Reflect on Your Skill
After implementing regression protection, consider adding these patterns to your agent-evals skill:
Pattern: Baseline before change
Before modifying any agent code:
1. Run full eval suite
2. Save results as baseline
3. Record per-criterion scores
4. Make changes only after baseline captured
Pattern: Hidden regression detection
When overall score improves:
1. Still check per-criterion deltas
2. Improvements can mask regressions
3. A +5% overall with -10% on one criterion is still concerning
4. Use per-criterion thresholds, not just overall
Pattern: Threshold selection
Choose threshold based on agent criticality:
- High-stakes (medical, financial, safety): Any drop = block
- Normal (support, productivity): 5% drop = investigate
- Experimental (prototypes, internal): 10% drop = investigate
Set block_on_regression=True only for production-critical agents
Pattern: Iteration loop discipline
When pass rate is below target:
1. Identify lowest-scoring criterion
2. Focus effort there (highest leverage)
3. Fix one thing at a time
4. Re-eval after each fix
5. Verify no regressions before next fix
Key insight to encode: Regression protection isn't about preventing all changes—it's about knowing what your changes do. A 3% regression might be acceptable for a major feature. A 3% regression for a minor tweak is suspicious. The eval suite gives you information; you make the decision.
Try With AI
Prompt 1: Design Regression Protection for Your Agent
I have an agent that [describe your agent]. I want to set up regression
protection before deploying changes.
Help me design:
1. What criteria should I track? (List 5-7 specific binary criteria)
2. What thresholds make sense for this agent's criticality?
3. What's my baseline workflow before making changes?
4. How should I structure my iteration loop?
Consider: [describe the stakes - who uses this, what happens if it fails]
What you're learning: Regression protection is domain-specific. The criteria and thresholds for a medical agent differ from those for a task manager. AI helps you translate your context into a concrete workflow.
Prompt 2: Debug a Masked Regression
My overall eval score improved from 78% to 82%, so I shipped. Now users report
issues with [describe the problem].
Looking at my per-criterion breakdown:
Before: {routing: 85%, format: 80%, helpful: 70%}
After: {routing: 95%, format: 65%, helpful: 85%}
Help me understand:
1. Why did the overall score hide this regression?

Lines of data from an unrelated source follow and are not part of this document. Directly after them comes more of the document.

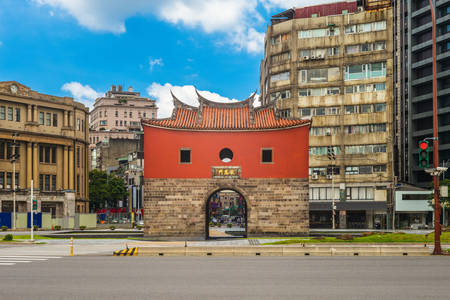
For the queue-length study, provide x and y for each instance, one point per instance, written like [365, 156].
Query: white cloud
[186, 93]
[81, 93]
[155, 62]
[235, 19]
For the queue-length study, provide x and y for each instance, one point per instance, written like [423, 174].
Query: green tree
[105, 190]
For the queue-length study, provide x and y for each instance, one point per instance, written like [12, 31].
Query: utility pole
[437, 208]
[332, 157]
[13, 159]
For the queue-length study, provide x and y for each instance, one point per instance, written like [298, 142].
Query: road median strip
[332, 250]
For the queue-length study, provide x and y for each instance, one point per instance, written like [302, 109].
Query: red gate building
[225, 146]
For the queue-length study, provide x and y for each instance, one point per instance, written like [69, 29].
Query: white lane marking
[18, 258]
[28, 256]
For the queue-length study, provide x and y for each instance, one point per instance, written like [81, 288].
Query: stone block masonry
[176, 208]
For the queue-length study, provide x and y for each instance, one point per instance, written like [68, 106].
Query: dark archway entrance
[226, 215]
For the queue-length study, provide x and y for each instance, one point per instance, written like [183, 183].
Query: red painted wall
[162, 146]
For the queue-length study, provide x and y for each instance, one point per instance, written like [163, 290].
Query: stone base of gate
[175, 209]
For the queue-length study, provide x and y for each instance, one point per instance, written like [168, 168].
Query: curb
[275, 251]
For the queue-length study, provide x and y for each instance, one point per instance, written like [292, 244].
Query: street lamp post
[13, 161]
[437, 207]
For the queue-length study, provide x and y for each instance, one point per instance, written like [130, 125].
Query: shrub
[346, 237]
[8, 237]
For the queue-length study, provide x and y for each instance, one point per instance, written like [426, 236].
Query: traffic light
[424, 154]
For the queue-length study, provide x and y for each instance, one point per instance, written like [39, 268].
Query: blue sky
[79, 48]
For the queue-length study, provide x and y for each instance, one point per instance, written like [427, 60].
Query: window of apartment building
[323, 150]
[365, 149]
[185, 156]
[318, 91]
[285, 113]
[280, 95]
[47, 182]
[10, 114]
[318, 53]
[364, 88]
[47, 154]
[280, 38]
[266, 156]
[321, 32]
[319, 75]
[48, 119]
[280, 77]
[321, 131]
[17, 114]
[365, 71]
[367, 47]
[280, 57]
[366, 27]
[319, 111]
[41, 118]
[355, 170]
[359, 193]
[369, 128]
[323, 193]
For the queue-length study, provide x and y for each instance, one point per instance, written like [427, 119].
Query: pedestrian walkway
[10, 260]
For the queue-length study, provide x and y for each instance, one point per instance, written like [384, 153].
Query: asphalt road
[101, 277]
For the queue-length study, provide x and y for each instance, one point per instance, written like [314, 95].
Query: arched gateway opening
[226, 215]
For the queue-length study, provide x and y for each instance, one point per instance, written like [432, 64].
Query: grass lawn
[374, 238]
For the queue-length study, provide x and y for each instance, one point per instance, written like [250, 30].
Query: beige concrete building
[117, 116]
[51, 143]
[333, 63]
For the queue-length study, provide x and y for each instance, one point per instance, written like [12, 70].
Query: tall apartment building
[49, 136]
[414, 96]
[118, 116]
[334, 63]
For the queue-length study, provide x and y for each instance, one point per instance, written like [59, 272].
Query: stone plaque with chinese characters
[226, 172]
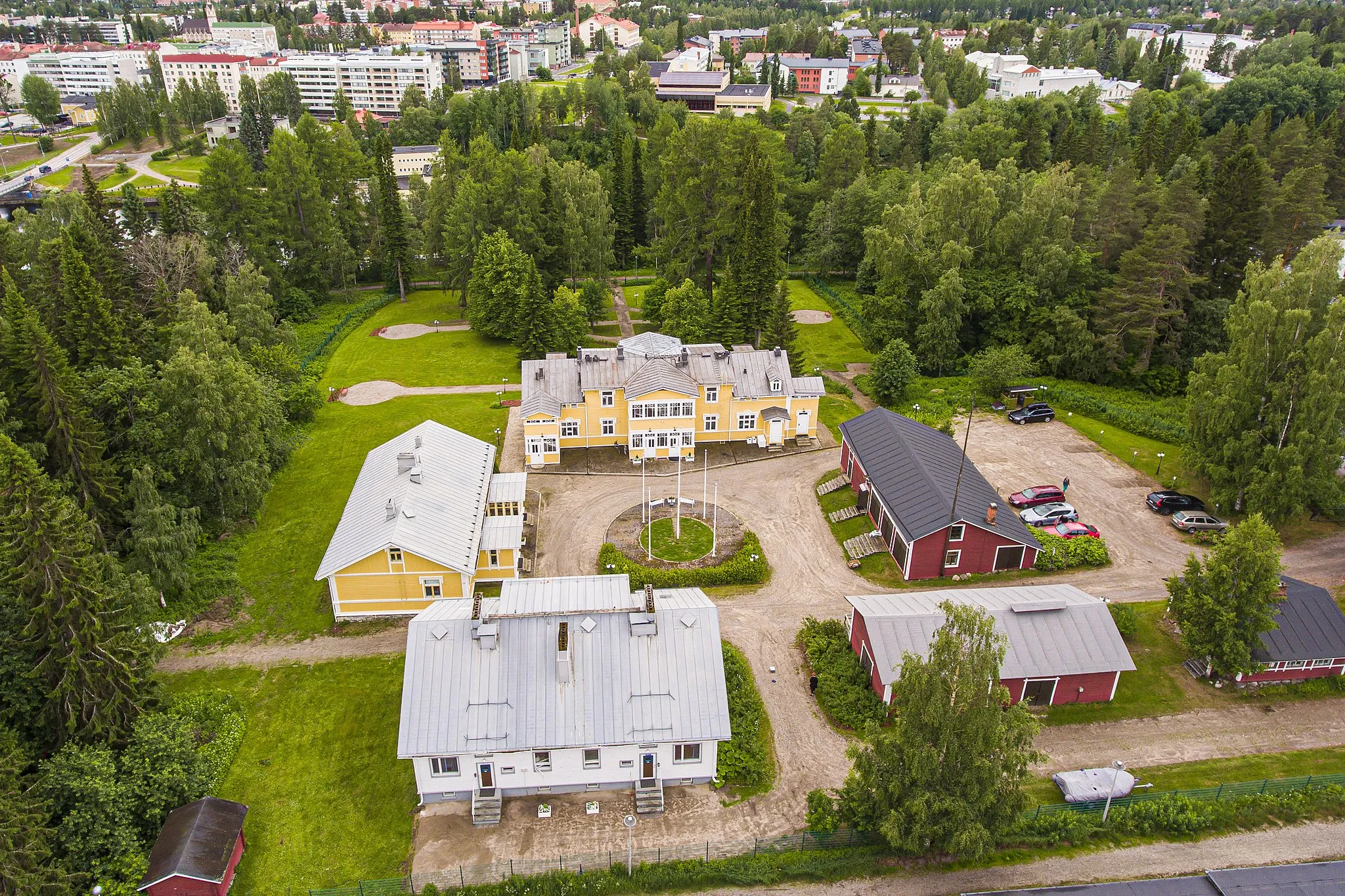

2. What threshold configuration would have caught this?
3. How should I fix this now that it's in production?
4. What should I add to my eval suite to prevent this pattern?
What you're learning: Masked regressions are common. Understanding how they happen helps you design better detection. AI helps you analyze the math and design preventive measures.
Prompt 3: Build Iteration Loop for Target Pass Rate
My agent currently scores 72% on my eval suite. I need to reach 90% before
launch in 2 weeks.
Per-criterion scores:
- routing_correct: 85%
- output_format: 70%
- helpful_response: 60%
- tone_appropriate: 75%
Help me:
1. Prioritize which criteria to fix first (highest leverage)
2. Estimate effort for each improvement
3. Design a 2-week iteration plan
4. Set checkpoints to ensure I'm on track
What's realistic? Where should I focus first?
What you're learning: The iteration loop requires prioritization. Not all criteria are equally easy to improve, and some improvements yield bigger gains. AI helps you plan the path from current state to target.
Safety Note
Regression protection catches changes you make, not changes in the world. If user behavior shifts, external APIs change, or new edge cases emerge, your baseline becomes stale. Periodically update your test cases with fresh examples from production. The goal is a living eval suite, not a static gate.